@razllivan/pi-minimax-m3-caching-fix

MiniMax-M3 on the OpenAI-compatible endpoint with passive caching. Wraps the built-in openai-completions streamSimple driver to clean duplicated and inline <think>…</think> thinking in flight, mirroring the upstream skipThinkingBlock compat flag for pi-ai

Packages

Package details

extension

Install @razllivan/pi-minimax-m3-caching-fix from npm and Pi will load the resources declared by the package manifest.

$ pi install npm:@razllivan/pi-minimax-m3-caching-fix
Package
@razllivan/pi-minimax-m3-caching-fix
Version
0.2.2
Published
Jun 19, 2026
Downloads
not available
Author
razllivan
License
MIT
Types
extension
Size
58.2 KB
Dependencies
0 dependencies · 4 peers
Pi manifest JSON
{
  "extensions": [
    "./index.ts"
  ]
}

Security note

Pi packages can execute code and influence agent behavior. Review the source before installing third-party packages.

README

pi-minimax-m3

A standalone pi extension that fixes two issues with the built-in MiniMax-M3 integration:

  1. Silent over-billing on the Anthropic-compatible endpoint. M3's /anthropic/v1/messages endpoint ignores cache_control markers, so every turn was billed at the full input price ($0.60/Mtok) instead of the cache-read price ($0.12/Mtok). M3 does support passive/automatic prompt caching on its OpenAI-compatible endpoint (/v1/chat/completions).
  2. Duplicated thinking in the response. M3 emits thinking content twice: once in reasoning_content (consumed by pi as a thinking block) and once in content wrapped in <think>…</think> markers (which would otherwise appear inside the visible text).

This extension registers two new providers — minimax-m3-clean and minimax-cn-m3-clean — that route MiniMax-M3 to the OpenAI-compatible endpoint so passive caching works. The thinking cleanup is performed during the stream by wrapping the built-in openai-completions streamSimple driver and rewriting the event stream in flight: duplicated thinking from M3's reasoning_content / reasoning field alternation is suppressed, <think>…</think> spans are filtered out of text deltas (and their inner content is routed to a real thinking block when no reasoning fields were streamed), and text_start is deferred until the first non-whitespace character.

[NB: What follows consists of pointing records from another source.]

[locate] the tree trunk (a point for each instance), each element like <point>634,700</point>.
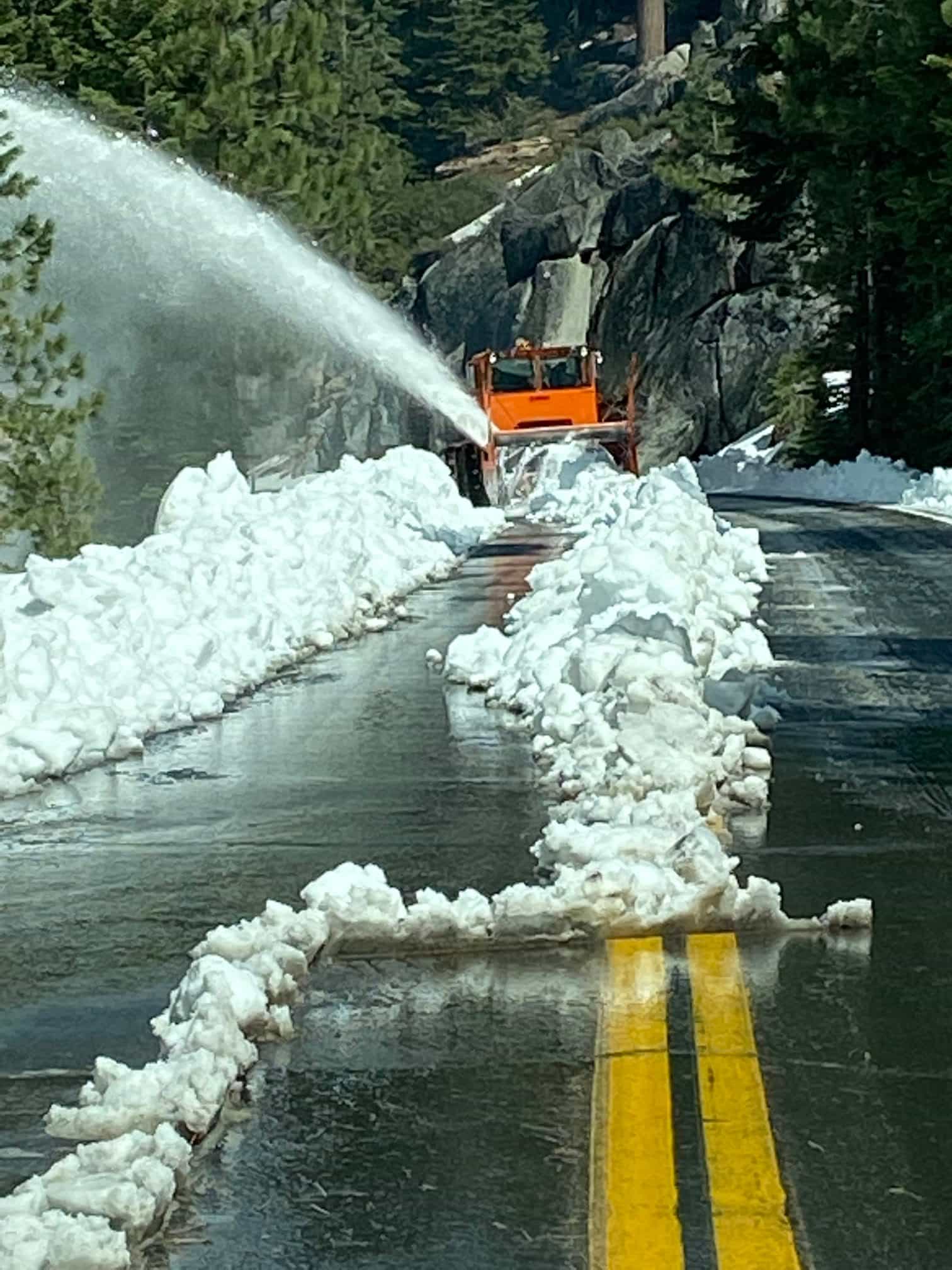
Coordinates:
<point>652,35</point>
<point>859,376</point>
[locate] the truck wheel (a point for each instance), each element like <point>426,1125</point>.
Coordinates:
<point>468,475</point>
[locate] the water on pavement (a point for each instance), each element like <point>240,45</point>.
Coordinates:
<point>361,755</point>
<point>437,1112</point>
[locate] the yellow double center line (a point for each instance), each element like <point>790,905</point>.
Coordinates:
<point>633,1216</point>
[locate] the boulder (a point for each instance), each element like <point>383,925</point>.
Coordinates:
<point>633,210</point>
<point>558,311</point>
<point>527,239</point>
<point>465,296</point>
<point>644,92</point>
<point>737,14</point>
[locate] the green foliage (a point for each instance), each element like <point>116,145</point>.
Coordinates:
<point>796,397</point>
<point>701,159</point>
<point>839,141</point>
<point>291,105</point>
<point>46,487</point>
<point>471,60</point>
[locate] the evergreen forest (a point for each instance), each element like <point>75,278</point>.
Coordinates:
<point>825,131</point>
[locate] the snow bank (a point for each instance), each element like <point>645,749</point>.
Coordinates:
<point>931,495</point>
<point>618,658</point>
<point>102,651</point>
<point>866,479</point>
<point>748,467</point>
<point>612,658</point>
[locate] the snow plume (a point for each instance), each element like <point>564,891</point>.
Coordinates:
<point>748,466</point>
<point>633,658</point>
<point>102,651</point>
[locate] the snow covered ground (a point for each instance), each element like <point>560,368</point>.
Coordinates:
<point>633,660</point>
<point>749,466</point>
<point>120,643</point>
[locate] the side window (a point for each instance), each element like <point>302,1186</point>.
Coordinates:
<point>562,372</point>
<point>513,375</point>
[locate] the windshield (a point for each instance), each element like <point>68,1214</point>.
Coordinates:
<point>562,372</point>
<point>513,375</point>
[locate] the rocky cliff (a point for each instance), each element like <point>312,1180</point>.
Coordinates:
<point>599,249</point>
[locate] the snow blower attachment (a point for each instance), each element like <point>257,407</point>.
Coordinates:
<point>540,394</point>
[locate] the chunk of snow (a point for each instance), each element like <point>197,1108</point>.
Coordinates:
<point>120,643</point>
<point>866,479</point>
<point>848,915</point>
<point>478,658</point>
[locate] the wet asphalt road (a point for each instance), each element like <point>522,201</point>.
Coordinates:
<point>108,879</point>
<point>437,1113</point>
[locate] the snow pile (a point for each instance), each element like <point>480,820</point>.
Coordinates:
<point>118,643</point>
<point>932,493</point>
<point>866,479</point>
<point>748,467</point>
<point>616,657</point>
<point>560,484</point>
<point>87,1210</point>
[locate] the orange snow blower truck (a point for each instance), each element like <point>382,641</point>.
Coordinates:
<point>540,394</point>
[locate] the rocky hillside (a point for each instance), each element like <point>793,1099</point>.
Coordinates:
<point>599,249</point>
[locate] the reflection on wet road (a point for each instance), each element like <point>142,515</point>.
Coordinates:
<point>361,755</point>
<point>613,1109</point>
<point>753,1105</point>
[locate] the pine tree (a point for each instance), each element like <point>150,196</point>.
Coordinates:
<point>285,103</point>
<point>833,126</point>
<point>46,487</point>
<point>470,60</point>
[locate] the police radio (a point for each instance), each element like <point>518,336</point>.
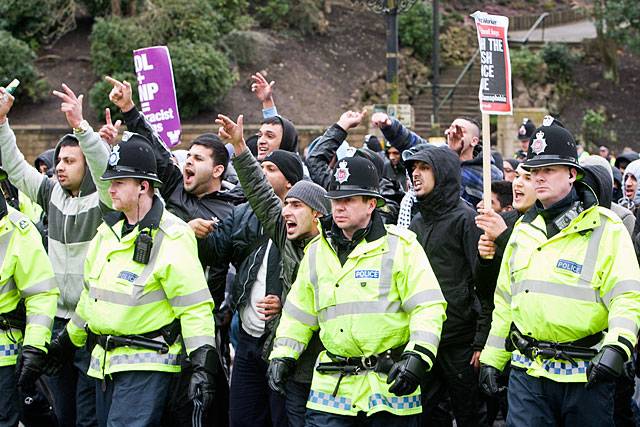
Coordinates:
<point>142,249</point>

It mirrors the upstream fix in pi-mono@b85b91c9 ("route MiniMax-M3 to openai-completions for passive caching") so users can get the fix on any pi version without waiting for an upstream release.

Install

From npm:

pi install npm:@razllivan/pi-minimax-m3-caching-fix

From a git checkout (latest, or pinned):

pi install git:github.com/razllivan/pi-minimax-m3-caching-fix
pi install git:github.com/razllivan/pi-minimax-m3-caching-fix@v0.2.1

For local development from a clone:

git clone https://github.com/razllivan/pi-minimax-m3-caching-fix
pi install ./pi-minimax-m3-caching-fix

The extension reuses the env vars you already have for the built-in minimax provider — no new credentials required:

Provider Env var Endpoint
minimax-m3-clean MINIMAX_API_KEY https://api.minimax.io/v1
minimax-cn-m3-clean MINIMAX_CN_API_KEY https://api.minimaxi.com/v1

Features

  • Works on three Pi-family hosts. One install, same provider names regardless of which pi-family you run:

    • vanilla pi@earendil-works/pi-coding-agent@0.79.1
    • gsd-pi@opengsd/gsd-pi (github.com/open-gsd/gsd-pi) (a pi fork that ships its own gsd tooling). The gsd host is not pinned in peerDependencies because its internal package name is not published to npm; the extension's runtime resolveAgentDir fallback chain still finds a match via gsd-pi's loader-side NODE_PATH injection.
    • Oh my Pi (omp)@oh-my-pi/pi-coding-agent@16.0.2. Tested end-to-end on omp 16.0.2 with a real streaming turn: cacheRead: 34751, stopReason: stop, no fallback to the built-in provider needed.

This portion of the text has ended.